Nous sommes un groupe fondé avec des résidences de vacances « traditionnelles » et qui s’est très vite diversifié sur d'autres marchés : la résidence étudiante, la résidence de centre-ville ainsi que dans une série d’activités comme le syndic de copropriété, la conciergerie. Le Groupe Odalys se développe de plus en plus à l’international et assez fortement en dehors de nos frontières européennes. Nous sommes un des rares groupes du secteur à être aussi diversifiés dans les métiers et géographiquement. C’est une force et nous souhaitons la développer dans le futur.
Nous terminerons 2019 avec presque 280 millions d’euros de chiffre d’affaires, nous accueillons environ 2 millions de vacanciers chaque année, nous comptons environ 1300 collaborateurs un chiffre qui peut atteindre 3300 personnes en saison.

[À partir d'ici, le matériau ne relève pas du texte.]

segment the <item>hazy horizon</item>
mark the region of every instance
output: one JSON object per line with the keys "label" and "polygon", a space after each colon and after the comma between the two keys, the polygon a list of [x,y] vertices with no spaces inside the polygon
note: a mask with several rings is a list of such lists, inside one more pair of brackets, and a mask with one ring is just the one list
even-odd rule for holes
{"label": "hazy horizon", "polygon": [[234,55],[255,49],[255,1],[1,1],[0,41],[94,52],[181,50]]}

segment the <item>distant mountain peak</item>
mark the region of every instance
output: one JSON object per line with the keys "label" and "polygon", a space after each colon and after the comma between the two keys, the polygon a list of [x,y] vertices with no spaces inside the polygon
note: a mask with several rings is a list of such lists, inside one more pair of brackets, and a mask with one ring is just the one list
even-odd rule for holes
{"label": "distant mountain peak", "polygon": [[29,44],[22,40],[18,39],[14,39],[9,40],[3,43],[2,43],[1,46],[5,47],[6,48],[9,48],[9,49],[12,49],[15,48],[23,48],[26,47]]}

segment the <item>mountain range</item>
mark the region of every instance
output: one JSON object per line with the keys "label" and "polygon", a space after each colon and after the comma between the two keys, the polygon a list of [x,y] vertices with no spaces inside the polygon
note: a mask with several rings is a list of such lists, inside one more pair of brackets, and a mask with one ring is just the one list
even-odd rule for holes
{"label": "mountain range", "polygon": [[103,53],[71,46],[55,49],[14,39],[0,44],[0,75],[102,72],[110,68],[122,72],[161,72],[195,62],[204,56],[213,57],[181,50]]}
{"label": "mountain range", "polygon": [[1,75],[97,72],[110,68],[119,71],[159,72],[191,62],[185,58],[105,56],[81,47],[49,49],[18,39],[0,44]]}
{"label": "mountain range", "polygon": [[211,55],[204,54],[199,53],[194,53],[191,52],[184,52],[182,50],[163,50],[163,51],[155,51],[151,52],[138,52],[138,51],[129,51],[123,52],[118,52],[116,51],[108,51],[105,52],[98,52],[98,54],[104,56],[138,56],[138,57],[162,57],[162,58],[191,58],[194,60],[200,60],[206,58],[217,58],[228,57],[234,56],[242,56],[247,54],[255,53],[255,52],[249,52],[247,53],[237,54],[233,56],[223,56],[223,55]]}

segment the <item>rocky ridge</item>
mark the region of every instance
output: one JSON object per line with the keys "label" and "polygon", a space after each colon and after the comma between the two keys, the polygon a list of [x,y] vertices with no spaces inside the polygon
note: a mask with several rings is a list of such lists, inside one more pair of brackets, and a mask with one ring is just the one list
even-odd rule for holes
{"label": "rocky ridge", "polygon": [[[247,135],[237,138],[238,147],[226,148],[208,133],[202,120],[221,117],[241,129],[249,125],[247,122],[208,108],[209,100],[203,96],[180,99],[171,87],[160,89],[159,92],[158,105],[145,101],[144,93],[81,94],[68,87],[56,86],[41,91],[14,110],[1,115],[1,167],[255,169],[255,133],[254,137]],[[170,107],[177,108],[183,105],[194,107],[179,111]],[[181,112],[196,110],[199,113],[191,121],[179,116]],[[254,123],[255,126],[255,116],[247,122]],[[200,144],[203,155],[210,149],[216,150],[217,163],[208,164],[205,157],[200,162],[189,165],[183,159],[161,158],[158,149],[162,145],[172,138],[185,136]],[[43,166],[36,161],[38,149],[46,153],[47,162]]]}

Séquence 2 : Quels objectifs de croissance pour le Groupe Odalys ?

Quels objectifs de croissance dans les destinations françaises ? Quelles priorités ?

Il reste encore beaucoup de projets possibles. En montagne notamment pour les stations de plus haute altitude et les produits un peu plus haut de gamme. Nous avons plusieurs ouvertures prévues.
Sur les destinations mer, nous continuons à rechercher des produits en étant assez sélectifs sur les destinations et les typologies de produits.

Nous continuons à nous développer très fortement sur la résidence étudiante. Il y a un fort besoin avec un déficit de lit. Quand j’ai pris la tête d’Odalys nous étions 12ème du marché, nous avons de nombreux grands projets en cours avec un grand nombre d’ouvertures. Nous espérons terminer dans le Top 5 d’ici 5 ans.

Sur la marque Odalys City nous avons également des ambitions fortes. Notre croissance sur ce produit est plus modérée. Nous sommes souvent dans les villes en concurrence avec des acteurs du co-working, du co-living qui sont capables de proposer des loyers supérieurs à ce que nous sommes en capacité de proposer. Nous sommes aiguillonnés par Airbnb. Certes Airbnb nous fait du mal sur certaines destinations, mais en même temps, il nous oblige à nous réinventer. Ce que la plateforme a mis en avant et qui est très bien pour nous c’est le fait que les touristes ne sont pas obligés d’aller à l’hôtel pour partir en vacances. Nous Odalys, les Gîtes de France ou encore Abritel le proposons depuis longtemps. La promesse d’Airbnb d'avoir un contact direct avec les locaux, la plupart du temps elle n’est pas tenue. Chez Odalys il y a les services hôteliers autour de l’apparthotel ce qui doit nous permettre de délivrer une promesse meilleure qu’Airbnb.
Odalys est positionnée sur la conciergerie car nous nous sommes rendu compte qu’en dehors des grandes destinations urbaines, il y a un manque. Cela rentre dans notre stratégie sur la destination montagne qui est de pérenniser des emplois et de développer un écosystème qui le permette. Nous sommes présents avec de l’hébergement, du syndic de copropriété et nous pouvons également offrir tout un éventail de services. Ce que nous offrons aujourd’hui pour les gens qui mettent des biens en location, c’est la possibilité d’offrir tous les services de conciergerie : remise de clés, ménage et, à terme, le nettoyage d’ouverture de la saison et aussi les petites réparations tout au long de la saison.
Plus nous étalerons les activités que nous proposons, plus nous nous installerons dans la durée pour ainsi construire des emplois pérennes. Cela désaisonnalise le business et les contrats de travail. A la montagne nous pouvons également envisager de nous positionner dans l’immobilier. Notre présence sur le territoire nous permet d’envisager de répondre à de nombreux besoins.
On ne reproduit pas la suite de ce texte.